Uhm, has anyone really read this? This answers exactly that there's little chance to cheat "intelligently" in the long run.
See posting #5. For example: "Is black suddenly playing like a GM whenever there's one really important move?"
www.reddit.com/r/chess/comments/9s9ml8/how_does_chesscom_and_lichess_deal_with_gms/e8n9uwg/"... Playing the "second best move every time" suggests that you're thinking of this detection system as an "expert system". This is old school AI, and not very effective. You might think there are two top moves a chess engine would make, and every time a player makes one, they get one "cheating" point. Above some threshold the detector goes off.
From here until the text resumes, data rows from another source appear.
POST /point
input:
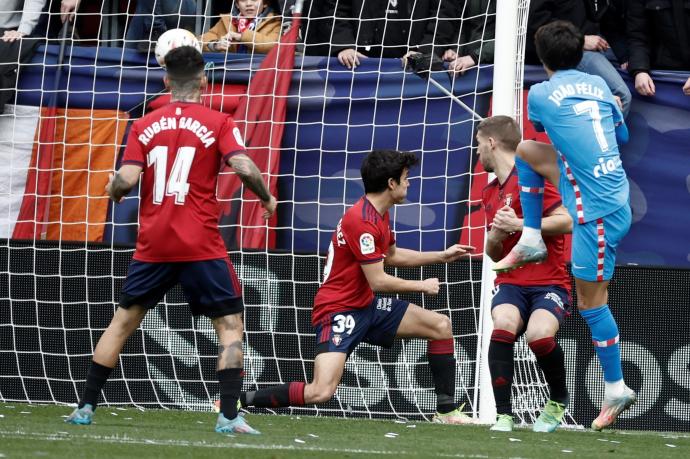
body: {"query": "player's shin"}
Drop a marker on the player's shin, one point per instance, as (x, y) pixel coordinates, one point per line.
(95, 380)
(289, 394)
(442, 365)
(552, 362)
(532, 199)
(605, 338)
(501, 368)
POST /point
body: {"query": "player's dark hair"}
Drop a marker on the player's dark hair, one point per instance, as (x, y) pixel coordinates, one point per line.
(503, 129)
(381, 165)
(559, 45)
(184, 67)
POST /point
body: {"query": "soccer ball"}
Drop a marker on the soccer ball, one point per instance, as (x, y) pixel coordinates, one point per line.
(174, 38)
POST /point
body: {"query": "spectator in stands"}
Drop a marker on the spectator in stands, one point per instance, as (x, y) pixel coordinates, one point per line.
(251, 26)
(19, 17)
(585, 14)
(464, 36)
(153, 17)
(659, 38)
(376, 29)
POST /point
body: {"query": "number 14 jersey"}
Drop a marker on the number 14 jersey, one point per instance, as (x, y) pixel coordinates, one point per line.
(181, 148)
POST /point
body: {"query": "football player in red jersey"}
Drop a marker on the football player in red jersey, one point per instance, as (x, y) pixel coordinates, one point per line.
(179, 149)
(346, 311)
(533, 299)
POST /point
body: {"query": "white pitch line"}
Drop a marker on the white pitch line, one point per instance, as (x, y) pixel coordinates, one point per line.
(18, 434)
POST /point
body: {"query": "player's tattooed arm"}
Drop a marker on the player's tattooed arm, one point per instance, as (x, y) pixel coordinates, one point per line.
(122, 182)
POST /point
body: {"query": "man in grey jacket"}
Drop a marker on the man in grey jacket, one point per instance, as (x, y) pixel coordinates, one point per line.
(19, 17)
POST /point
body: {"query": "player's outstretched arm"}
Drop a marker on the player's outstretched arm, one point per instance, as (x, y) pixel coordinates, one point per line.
(380, 281)
(122, 181)
(406, 258)
(251, 178)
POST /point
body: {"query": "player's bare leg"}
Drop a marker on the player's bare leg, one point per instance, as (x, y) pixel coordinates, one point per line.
(535, 161)
(420, 323)
(328, 370)
(507, 322)
(541, 331)
(593, 305)
(122, 325)
(229, 370)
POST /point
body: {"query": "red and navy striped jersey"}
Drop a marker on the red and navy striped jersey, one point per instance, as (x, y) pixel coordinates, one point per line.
(550, 272)
(181, 148)
(362, 236)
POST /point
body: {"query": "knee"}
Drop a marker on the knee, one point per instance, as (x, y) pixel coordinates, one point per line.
(443, 329)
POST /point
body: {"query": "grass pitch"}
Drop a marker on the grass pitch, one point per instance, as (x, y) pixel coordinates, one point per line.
(39, 431)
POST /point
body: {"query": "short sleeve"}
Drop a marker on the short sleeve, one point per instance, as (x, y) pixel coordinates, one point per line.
(552, 198)
(364, 240)
(533, 108)
(231, 142)
(134, 152)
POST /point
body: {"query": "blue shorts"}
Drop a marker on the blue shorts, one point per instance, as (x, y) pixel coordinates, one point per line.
(210, 286)
(593, 255)
(552, 298)
(376, 324)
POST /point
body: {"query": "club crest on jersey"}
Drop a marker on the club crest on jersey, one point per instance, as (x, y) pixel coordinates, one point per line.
(366, 244)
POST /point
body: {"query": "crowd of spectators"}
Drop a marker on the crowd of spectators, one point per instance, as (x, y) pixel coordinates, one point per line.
(629, 35)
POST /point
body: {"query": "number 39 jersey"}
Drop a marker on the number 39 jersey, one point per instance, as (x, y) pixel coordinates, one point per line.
(181, 148)
(579, 113)
(362, 236)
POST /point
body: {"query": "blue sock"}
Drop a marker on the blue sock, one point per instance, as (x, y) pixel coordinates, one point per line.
(605, 338)
(531, 193)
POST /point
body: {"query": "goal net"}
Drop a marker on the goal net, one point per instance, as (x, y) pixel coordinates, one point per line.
(65, 248)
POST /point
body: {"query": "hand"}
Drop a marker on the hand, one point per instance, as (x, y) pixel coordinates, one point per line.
(644, 85)
(456, 251)
(506, 220)
(68, 9)
(449, 55)
(405, 57)
(460, 65)
(12, 35)
(350, 58)
(109, 187)
(430, 286)
(269, 206)
(619, 101)
(595, 43)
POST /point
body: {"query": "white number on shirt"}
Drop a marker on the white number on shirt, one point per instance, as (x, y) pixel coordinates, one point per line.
(343, 323)
(177, 182)
(592, 107)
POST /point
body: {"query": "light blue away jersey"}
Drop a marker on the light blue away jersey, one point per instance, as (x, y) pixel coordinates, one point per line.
(579, 114)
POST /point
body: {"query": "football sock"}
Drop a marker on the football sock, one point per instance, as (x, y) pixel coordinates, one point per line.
(552, 362)
(605, 338)
(230, 380)
(501, 368)
(531, 198)
(442, 365)
(290, 394)
(95, 380)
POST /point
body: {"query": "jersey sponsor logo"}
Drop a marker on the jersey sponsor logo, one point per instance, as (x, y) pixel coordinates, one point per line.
(238, 137)
(366, 244)
(606, 167)
(555, 298)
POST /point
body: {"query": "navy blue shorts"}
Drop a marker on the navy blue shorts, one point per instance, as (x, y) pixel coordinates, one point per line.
(552, 298)
(376, 324)
(210, 286)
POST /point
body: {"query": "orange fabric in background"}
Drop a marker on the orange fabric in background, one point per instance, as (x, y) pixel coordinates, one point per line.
(87, 144)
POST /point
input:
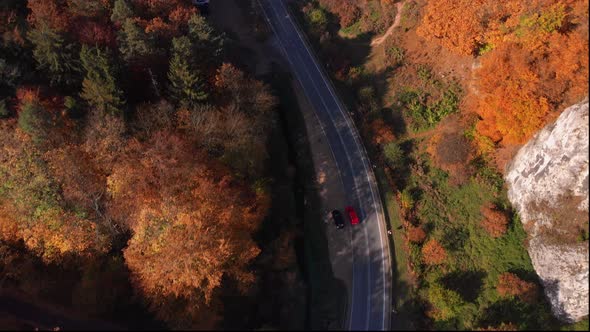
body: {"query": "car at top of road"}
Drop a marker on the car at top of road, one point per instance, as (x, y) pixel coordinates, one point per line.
(338, 220)
(354, 219)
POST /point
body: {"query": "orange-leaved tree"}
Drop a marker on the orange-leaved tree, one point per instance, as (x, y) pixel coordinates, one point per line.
(510, 284)
(433, 253)
(192, 224)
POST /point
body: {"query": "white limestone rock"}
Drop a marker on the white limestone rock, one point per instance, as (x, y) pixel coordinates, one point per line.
(548, 186)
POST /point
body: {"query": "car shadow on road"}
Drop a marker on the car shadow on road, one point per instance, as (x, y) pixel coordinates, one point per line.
(327, 295)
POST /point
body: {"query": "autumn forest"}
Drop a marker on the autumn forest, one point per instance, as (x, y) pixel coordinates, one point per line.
(156, 169)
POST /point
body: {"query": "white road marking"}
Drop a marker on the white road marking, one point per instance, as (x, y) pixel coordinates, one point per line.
(356, 140)
(371, 183)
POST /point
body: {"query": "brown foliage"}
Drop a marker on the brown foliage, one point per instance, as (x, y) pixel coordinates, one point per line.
(347, 12)
(94, 33)
(191, 223)
(456, 24)
(48, 12)
(495, 222)
(511, 285)
(501, 327)
(32, 210)
(433, 253)
(521, 90)
(535, 61)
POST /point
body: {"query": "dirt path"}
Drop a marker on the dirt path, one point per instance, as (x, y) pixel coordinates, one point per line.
(398, 16)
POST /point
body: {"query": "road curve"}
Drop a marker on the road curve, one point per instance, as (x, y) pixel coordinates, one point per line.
(370, 303)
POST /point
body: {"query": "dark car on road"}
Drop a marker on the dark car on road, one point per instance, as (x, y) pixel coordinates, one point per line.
(354, 219)
(338, 219)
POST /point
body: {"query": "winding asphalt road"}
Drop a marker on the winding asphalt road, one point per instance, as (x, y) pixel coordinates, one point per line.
(370, 303)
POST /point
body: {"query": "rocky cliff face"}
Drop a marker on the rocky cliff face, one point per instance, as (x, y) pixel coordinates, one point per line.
(548, 185)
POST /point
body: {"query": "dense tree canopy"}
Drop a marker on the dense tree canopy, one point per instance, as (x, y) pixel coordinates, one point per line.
(95, 167)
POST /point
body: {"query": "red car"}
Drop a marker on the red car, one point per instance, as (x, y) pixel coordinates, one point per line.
(354, 219)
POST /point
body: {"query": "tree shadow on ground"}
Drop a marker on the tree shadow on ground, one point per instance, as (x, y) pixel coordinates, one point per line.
(468, 284)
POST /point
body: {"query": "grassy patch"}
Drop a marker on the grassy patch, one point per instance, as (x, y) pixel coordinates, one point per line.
(462, 290)
(430, 102)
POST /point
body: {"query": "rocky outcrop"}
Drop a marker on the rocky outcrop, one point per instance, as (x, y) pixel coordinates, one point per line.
(548, 186)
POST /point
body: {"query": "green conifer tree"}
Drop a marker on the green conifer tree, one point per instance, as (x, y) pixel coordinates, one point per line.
(186, 86)
(99, 88)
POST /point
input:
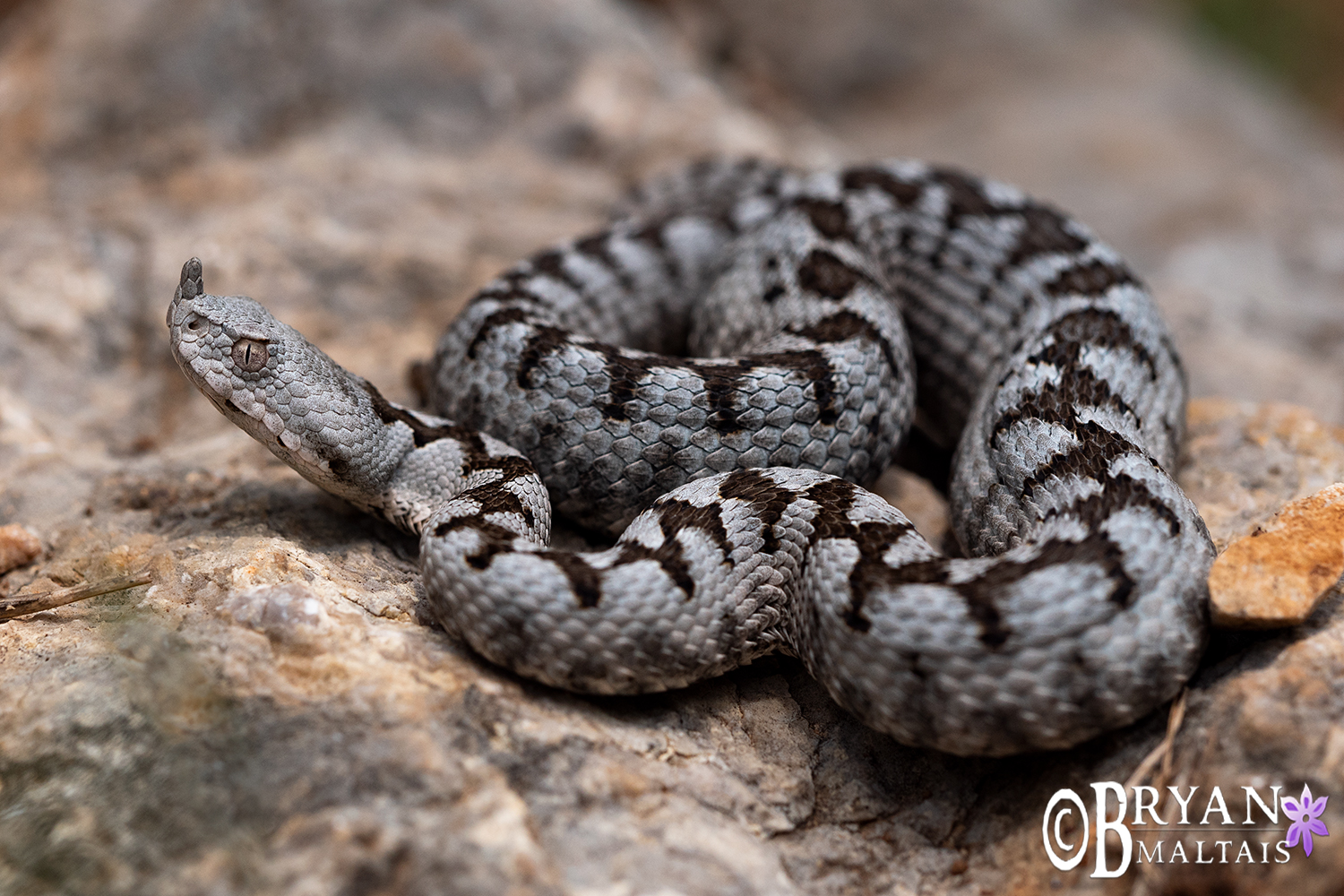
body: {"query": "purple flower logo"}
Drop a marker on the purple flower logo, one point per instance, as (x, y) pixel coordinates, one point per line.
(1306, 820)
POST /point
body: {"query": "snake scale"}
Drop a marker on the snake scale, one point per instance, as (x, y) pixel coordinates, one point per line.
(717, 376)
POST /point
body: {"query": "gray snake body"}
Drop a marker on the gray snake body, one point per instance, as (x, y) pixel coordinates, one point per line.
(806, 306)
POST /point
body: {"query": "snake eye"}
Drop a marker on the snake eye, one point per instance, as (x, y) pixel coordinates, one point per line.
(250, 355)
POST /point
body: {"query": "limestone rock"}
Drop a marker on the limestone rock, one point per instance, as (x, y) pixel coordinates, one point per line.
(279, 715)
(18, 547)
(1279, 573)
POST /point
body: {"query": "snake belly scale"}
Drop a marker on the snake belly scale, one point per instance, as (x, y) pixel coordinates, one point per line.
(717, 376)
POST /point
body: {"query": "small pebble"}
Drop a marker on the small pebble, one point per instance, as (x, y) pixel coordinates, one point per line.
(18, 547)
(1279, 573)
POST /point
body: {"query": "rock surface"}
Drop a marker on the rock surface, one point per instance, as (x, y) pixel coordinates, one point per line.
(277, 715)
(1279, 573)
(18, 547)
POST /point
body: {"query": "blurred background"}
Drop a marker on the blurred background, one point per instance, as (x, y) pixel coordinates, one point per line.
(363, 166)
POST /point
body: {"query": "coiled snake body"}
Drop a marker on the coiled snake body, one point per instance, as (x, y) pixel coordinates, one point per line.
(804, 306)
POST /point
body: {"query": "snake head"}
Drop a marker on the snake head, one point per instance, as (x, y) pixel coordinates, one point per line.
(277, 387)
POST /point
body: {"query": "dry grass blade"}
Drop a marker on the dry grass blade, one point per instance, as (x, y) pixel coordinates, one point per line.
(1163, 751)
(24, 603)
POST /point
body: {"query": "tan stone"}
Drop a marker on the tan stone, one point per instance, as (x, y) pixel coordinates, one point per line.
(1277, 575)
(18, 547)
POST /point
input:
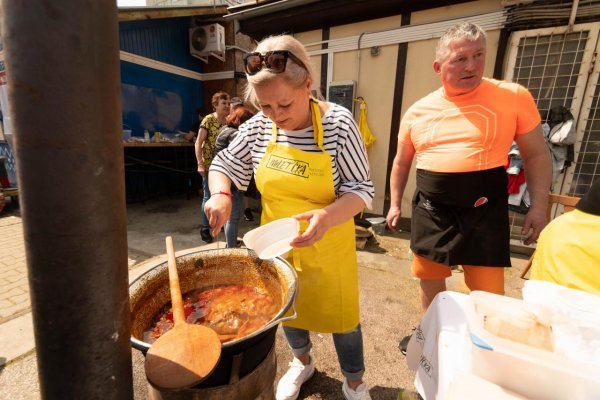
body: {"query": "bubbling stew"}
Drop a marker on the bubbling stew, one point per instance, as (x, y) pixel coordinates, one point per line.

If detectors worked like this you're right, there'd be a huge number of false positives or false negatives (depending on the threshold).
Instead these systems are based more on probability. Big websites have millions of games to analyse - including games with confirmed GMs to learn from. A fraud detection algorithm can consider unlimited questions like:
If black has a 3 pawn lead but lots of unguarded pieces and down a knight, how likely are they to aggressively recapture instead of defend?
If black has been playing aggressively, how likely are they to play a very difficult to calculate defensive move?
When black has 15 available moves, 10 of which are pretty good, how long will it take for black to play a move?
Black has played 20 straight GM level moves and has a strong material lead. What are the odds that black will now play an amateur blunder? A "look I'm not cheating" move?
Is black suddenly playing like a GM whenever there's one really important move?
Does black suddenly play very well mid game if they are slightly behind? How likely is a human to do that?
Is black playing hard to calculate moves just as fast as easy to calculate recaptures?
Note how in all those cases, whenever I said "mid game" it could have been 10 turns in, 15, 17, whatever, each with different probability calculations. When I said "engine" it could have been any one of twenty engines. When I said 3 pawns and 1 knight, it could have been X pawns and Y knights.
If you analyse millions of games and programmatically construct probabilistic answers to thousands, even millions of questions like this, you can make a "threshold" system that is far more accurate than anything a human could come up with by comparing naively to an engine. Some questions turn out to be poor predictors of cheats. Some turn out to be great predictors - a human does not decide which are the best questions to ask, or with what parameters. I'm basically describing machine learning - which is definitely what the better systems must be doing.
There is still a fundamental problem of false positives (too sensitive) and false negatives (too cautious) by setting a threshold though."